How to convert a String from UTF8 to Latin1 in C/C++?

Question

The question I have is quite simple, but I couldn't find a solution so far:

How can I convert a UTF8 encoded string to a latin1 encoded string in C++ without using any extra libs like libiconv?

Every example I could find so far is for latin1 to UTF8 conversion?

Answer 1

Here is a version of filmor's answer that I wrote for my purposes. A bit more readable, probably a bit slower.

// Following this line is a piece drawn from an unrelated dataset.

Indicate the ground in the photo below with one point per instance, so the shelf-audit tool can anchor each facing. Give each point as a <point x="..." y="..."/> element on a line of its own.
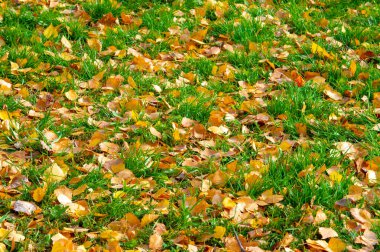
<point x="189" y="125"/>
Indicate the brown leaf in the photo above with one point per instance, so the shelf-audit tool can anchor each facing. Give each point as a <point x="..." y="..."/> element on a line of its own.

I didn't need the template stuff since I was always dealing with char *, and in my case I wanted to replace non-Latin1 character's with _. Just in case it helps someone:

int GetUtf8CharacterLength( unsigned char utf8Char )
{
    if ( utf8Char < 0x80 ) return 1;
    else if ( ( utf8Char & 0x20 ) == 0 ) return 2;
    else if ( ( utf8Char & 0x10 ) == 0 ) return 3;
    else if ( ( utf8Char & 0x08 ) == 0 ) return 4;
    else if ( ( utf8Char & 0x04 ) == 0 ) return 5;

    return 6;
}

char Utf8ToLatin1Character( char *s, int *readIndex )
{
    int len = GetUtf8CharacterLength( static_cast<unsigned char>( s[ *readIndex ] ) );
    if ( len == 1 )
    {
        char c = s[ *readIndex ];
        (*readIndex)++;

        return c;
    }

    unsigned int v = ( s[ *readIndex ] & ( 0xff >> ( len + 1 ) ) ) << ( ( len - 1 ) * 6 );
    (*readIndex)++;
    for ( len-- ; len > 0 ; len-- )
    {
        v |= ( static_cast<unsigned char>( s[ *readIndex ] ) - 0x80 ) << ( ( len - 1 ) * 6 );
        (*readIndex)++;
    }

    return ( v > 0xff ) ? 0 : (char)v;
}

// overwrites s in place
char *Utf8ToLatin1String( char *s )
{
    for ( int readIndex = 0, writeIndex = 0 ; ; writeIndex++ )
    {
        if ( s[ readIndex ] == 0 )
        {
            s[ writeIndex ] = 0;
            break;
        }

        char c = Utf8ToLatin1Character( s, &readIndex );
        if ( c == 0 )
        {
            c = '_';
        }

        s[ writeIndex ] = c;
    }

    return s;
}

Test code:

char s2[ 256 ] = "lif\xc3\xa9 is b\xc3\xa9tt\xc3\xa9r with acc\xc3\xa9nts";
Utf8ToLatin1String( s2 );

Answer 2

typedef unsigned value_type;

template <typename Iterator>
size_t get_length (Iterator p)
{
    unsigned char c = static_cast<unsigned char> (*p);
    if (c < 0x80) return 1;
    else if (!(c & 0x20)) return 2;
    else if (!(c & 0x10)) return 3;
    else if (!(c & 0x08)) return 4;
    else if (!(c & 0x04)) return 5;
    else return 6;
}

template <typename Iterator>
value_type get_value (Iterator p)
{
    size_t len = get_length (p);

    if (len == 1)
    return *p;

    value_type res = static_cast<unsigned char> (
                                    *p & (0xff >> (len + 1)))
                                     << ((len - 1) * 6);

    for (--len; len; --len)
        res |= (static_cast<unsigned char> (*(++p)) - 0x80) << ((len - 1) * 6);

    return res;
}

This function will return the unicode code point at p. You can now convert a string using

for (std::string::iterator p = s_utf8.begin(); p != s_utf8.end(); ++p)
{
     value_type value = get_value<std::string::iterator&>(p));
     if (value > 0xff)
         throw "AAAAAH!";
     s_latin1.append(static_cast<char>(value));
}

No guarantees, the code is quite old :)

Answer 3

latin1 (aka ISO-8859-1) defines the first 256 code points of Unicode. Thus, in UTF-8, if your character is 8 bits, then it will exactly map to the latin1 equivalent. If it's more than 8 bits in length, then there is no correspondent within latin1 and you should map it to some "unknown character" (e.g., \0 or ?).